Modificare i biglietti aerei di qualcun altro è davvero facile

Per colpa dei sistemi obsoleti usati dalle compagnie di volo, un hacker potrebbe avere accesso e manipolare le informazioni di volo di chiunque.
30 dicembre 2016, 11:08am

Modificare o cancellare del tutto la prenotazione aerea di qualcun altro è più facile di quanto crediamo, perché le compagnie aeree usano sistemi vecchi e poco sicuri per elaborare i piani di viaggio dei propri clienti, come ha raccontato un gruppo di ricercatori al festival di hacking Chaos Communication Congress. La problematica sollevata riguarda soprattutto la mancanza di qualsiasi forma di autenticazione seria nel momento in cui un cliente richiede le informazioni del proprio volo.

La ricerca sottolinea il fatto che sia ancora in utilizzo un sistema vecchio di decenni, nonostante la sua sensibilità ad attacchi abbastanza semplici e il fatto che manchi qualsiasi intenzione di risoluzione del problema.

"Ogni volta che fate un viaggio, passate per uno o più di questi sistemi," ha detto per telefono a Motherboard il ricercatore in sicurezza Karsten Nohl, poco prima della conferenza tenuta insieme il ricercatore Nemanja Nikodijevic.

Nello specifico, il duo ha approfondito i cosiddetti Global Distribution Systems (GDS). I GDS sono essenzialmente la back-end usata dalle agenzie di viaggi e dalle compagnie di volo per gestire l'assegnazione dei biglietti.

Quando qualcuno paga un volo, la compagnia aerea o l'agenzia di viaggi in genere gli fornisce un codice a sei cifre. Il fatto che questo codice e il cognome del passeggero rimbalzino tra siti diversi, come quello della compagnia, permette al passeggero di vedere le proprie informazioni di volo, e di modificare la propria prenotazione come preferisce.

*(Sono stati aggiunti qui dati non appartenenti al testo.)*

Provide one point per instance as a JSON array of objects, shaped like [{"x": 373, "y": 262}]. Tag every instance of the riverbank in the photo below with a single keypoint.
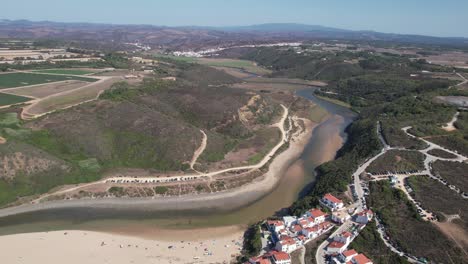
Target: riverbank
[
  {"x": 147, "y": 242},
  {"x": 77, "y": 247},
  {"x": 221, "y": 201}
]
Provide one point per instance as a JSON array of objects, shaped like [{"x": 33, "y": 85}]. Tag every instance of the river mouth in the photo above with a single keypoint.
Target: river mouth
[{"x": 326, "y": 139}]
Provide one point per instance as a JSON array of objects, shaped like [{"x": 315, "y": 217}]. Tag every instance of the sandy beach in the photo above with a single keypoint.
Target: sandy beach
[
  {"x": 153, "y": 245},
  {"x": 78, "y": 247},
  {"x": 226, "y": 200}
]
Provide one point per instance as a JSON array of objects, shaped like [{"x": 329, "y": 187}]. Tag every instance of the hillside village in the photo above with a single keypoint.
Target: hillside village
[{"x": 281, "y": 237}]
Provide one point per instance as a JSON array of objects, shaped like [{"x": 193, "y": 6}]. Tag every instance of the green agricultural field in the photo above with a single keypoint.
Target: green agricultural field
[
  {"x": 65, "y": 71},
  {"x": 19, "y": 79},
  {"x": 176, "y": 58},
  {"x": 8, "y": 99}
]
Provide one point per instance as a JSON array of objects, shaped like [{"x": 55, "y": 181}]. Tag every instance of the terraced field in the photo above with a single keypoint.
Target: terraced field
[{"x": 19, "y": 79}]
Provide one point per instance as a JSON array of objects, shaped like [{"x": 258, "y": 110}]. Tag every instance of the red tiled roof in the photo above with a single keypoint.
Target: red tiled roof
[
  {"x": 275, "y": 222},
  {"x": 361, "y": 259},
  {"x": 346, "y": 234},
  {"x": 316, "y": 213},
  {"x": 324, "y": 225},
  {"x": 281, "y": 255},
  {"x": 297, "y": 228},
  {"x": 349, "y": 253},
  {"x": 287, "y": 240},
  {"x": 313, "y": 229},
  {"x": 332, "y": 198},
  {"x": 261, "y": 260},
  {"x": 336, "y": 244}
]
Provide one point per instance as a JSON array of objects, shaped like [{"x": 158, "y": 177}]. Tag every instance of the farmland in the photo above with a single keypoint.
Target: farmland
[
  {"x": 246, "y": 65},
  {"x": 70, "y": 98},
  {"x": 19, "y": 79},
  {"x": 9, "y": 99},
  {"x": 44, "y": 90},
  {"x": 66, "y": 71}
]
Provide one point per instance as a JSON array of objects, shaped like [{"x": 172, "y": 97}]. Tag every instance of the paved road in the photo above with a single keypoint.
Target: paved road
[{"x": 381, "y": 232}]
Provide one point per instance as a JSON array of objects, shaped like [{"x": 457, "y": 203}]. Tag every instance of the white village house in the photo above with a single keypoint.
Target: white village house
[{"x": 331, "y": 202}]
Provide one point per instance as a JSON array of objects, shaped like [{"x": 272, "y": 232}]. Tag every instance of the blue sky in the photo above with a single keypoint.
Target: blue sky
[{"x": 426, "y": 17}]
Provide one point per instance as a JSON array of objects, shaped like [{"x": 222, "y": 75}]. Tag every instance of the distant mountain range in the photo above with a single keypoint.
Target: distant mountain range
[{"x": 193, "y": 37}]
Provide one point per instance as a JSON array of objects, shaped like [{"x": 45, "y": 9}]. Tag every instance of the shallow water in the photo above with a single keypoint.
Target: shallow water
[{"x": 327, "y": 138}]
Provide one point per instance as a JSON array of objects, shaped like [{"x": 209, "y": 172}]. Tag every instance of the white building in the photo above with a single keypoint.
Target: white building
[
  {"x": 316, "y": 216},
  {"x": 286, "y": 244},
  {"x": 275, "y": 225},
  {"x": 281, "y": 258},
  {"x": 340, "y": 217},
  {"x": 351, "y": 257},
  {"x": 364, "y": 217},
  {"x": 289, "y": 220},
  {"x": 336, "y": 247},
  {"x": 344, "y": 237},
  {"x": 331, "y": 202}
]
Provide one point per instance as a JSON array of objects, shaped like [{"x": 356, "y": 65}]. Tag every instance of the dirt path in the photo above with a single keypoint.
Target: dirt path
[
  {"x": 450, "y": 127},
  {"x": 199, "y": 151},
  {"x": 25, "y": 114},
  {"x": 456, "y": 233},
  {"x": 187, "y": 177}
]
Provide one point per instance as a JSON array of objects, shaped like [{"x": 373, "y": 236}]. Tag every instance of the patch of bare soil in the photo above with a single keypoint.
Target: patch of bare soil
[
  {"x": 10, "y": 165},
  {"x": 235, "y": 72},
  {"x": 41, "y": 91},
  {"x": 455, "y": 232}
]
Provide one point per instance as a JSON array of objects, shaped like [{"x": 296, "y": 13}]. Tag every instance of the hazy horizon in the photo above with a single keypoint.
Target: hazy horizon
[{"x": 399, "y": 17}]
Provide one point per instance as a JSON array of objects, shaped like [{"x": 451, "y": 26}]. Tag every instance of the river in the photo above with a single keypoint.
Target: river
[{"x": 327, "y": 138}]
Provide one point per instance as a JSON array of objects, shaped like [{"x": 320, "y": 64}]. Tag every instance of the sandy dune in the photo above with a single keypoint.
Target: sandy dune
[{"x": 78, "y": 247}]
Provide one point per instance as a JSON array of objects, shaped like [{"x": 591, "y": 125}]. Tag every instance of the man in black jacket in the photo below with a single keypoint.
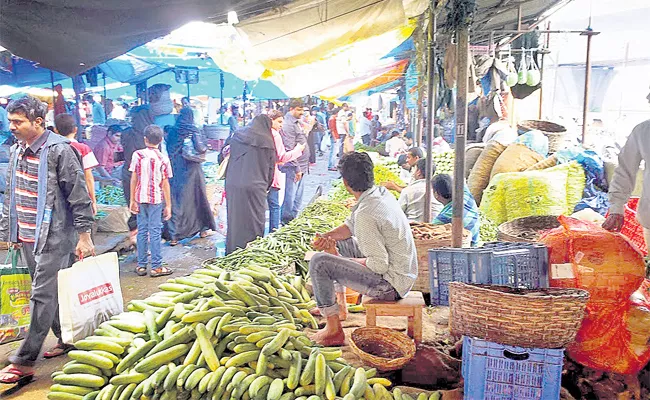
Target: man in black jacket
[{"x": 48, "y": 213}]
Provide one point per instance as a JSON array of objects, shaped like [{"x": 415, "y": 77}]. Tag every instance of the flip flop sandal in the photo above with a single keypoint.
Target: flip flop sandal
[
  {"x": 161, "y": 271},
  {"x": 19, "y": 376},
  {"x": 58, "y": 350}
]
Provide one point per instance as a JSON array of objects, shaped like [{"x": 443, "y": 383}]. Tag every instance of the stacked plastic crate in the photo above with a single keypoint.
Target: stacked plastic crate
[{"x": 491, "y": 370}]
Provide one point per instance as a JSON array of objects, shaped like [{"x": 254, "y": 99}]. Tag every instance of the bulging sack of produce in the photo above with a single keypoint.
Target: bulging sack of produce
[
  {"x": 516, "y": 158},
  {"x": 535, "y": 193},
  {"x": 616, "y": 328},
  {"x": 89, "y": 294},
  {"x": 479, "y": 177}
]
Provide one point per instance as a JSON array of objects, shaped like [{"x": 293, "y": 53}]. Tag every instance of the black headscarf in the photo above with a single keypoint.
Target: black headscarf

Ma uno dei problemi è che questi codici sono incredibilmente facili da estrapolare per un computer il che significa che un bot potrebbe semplicemente valutare un po' di opzioni fino ad arrivare a un codice legittimo che corrisponda a un determinato cognome. Molti GDS non usano alcun tipo di sistema di rate limiting—per limitare il numero di richieste possibili al minuto o secondo—e i ricercatori sono riusciti a elaborare comodamente milioni di possibili combinazioni automaticamente.

I codici non contengono mai 1 e 0, per evitare la confusione con le lettere I e O, dice Nohl—usano solo lettere maiuscole e mai caratteri speciali. Inoltre, in due o tre dei GDS più grossi, i numeri aumentano in sequenza, ha spiegato Nohl. Il che significa che un hacker può predire quando è più probabile che esca un particolare gruppo di numeri in un certo momento del giorno o della settimana, il che rende anche più probabile per loro trovare un codice a sei cifre che corrisponda a un certo cognome, e ottenere così l'accesso alle informazioni di volo.

Questi stessi codici si possono poi leggere dalle targhette attaccate ai bagagli dei passeggeri o sulla carta d'imbarco, come hanno sottolineato altri in precedenza.

Armato di queste tecniche, un hacker potrebbe riuscire a seguire qualcuno, scoprire dove è diretto il suo volo e da dove parte. Lavorando con la stazione televisiva tedesca ARD, i ricercatori sono riusciti a cambiare la prenotazione aerea di un giornalista, mettendolo sullo stesso volo e sul sedile accanto a un politico tedesco.

"Abbiamo tentato circa due milioni di combinazioni con un certo cognome, ed è bastato per trovare questo senatore tedesco," ha detto Nohl a Motherboard.

Non manca inoltre il potenziale per commettere frodi finanziarie. Un hacker potrebbe aggiungere aggiungere viaggi costosi all'account di una persona che viaggia molto, o cancellare una prenotazione, ricevere un coupon dalla compagnia di volo e usarlo per prenotare un altro volo, ha detto Nohl.

Nohl ha spiegato a Motherboard che compagnie specifiche hanno detto di voler impiegare misure come il rate limiting per contrastare la facilità con cui è possibile scoprire il codice a sei cifre di un passeggero. Ma restano comunque un sacco di sistemi interconnessi che non sono mai stati progettati pensando all'ingerenza di internet nella nostra vita oggi, e le minacce che può nascondere.

"Fatta eccezione per le segnalazioni che stiamo facendo in questo momento, nessuno sembra ancora avere un'idea chiara di quale sia il percorso da intraprendere per istituire un sistema migliore," ha concluso Nohl.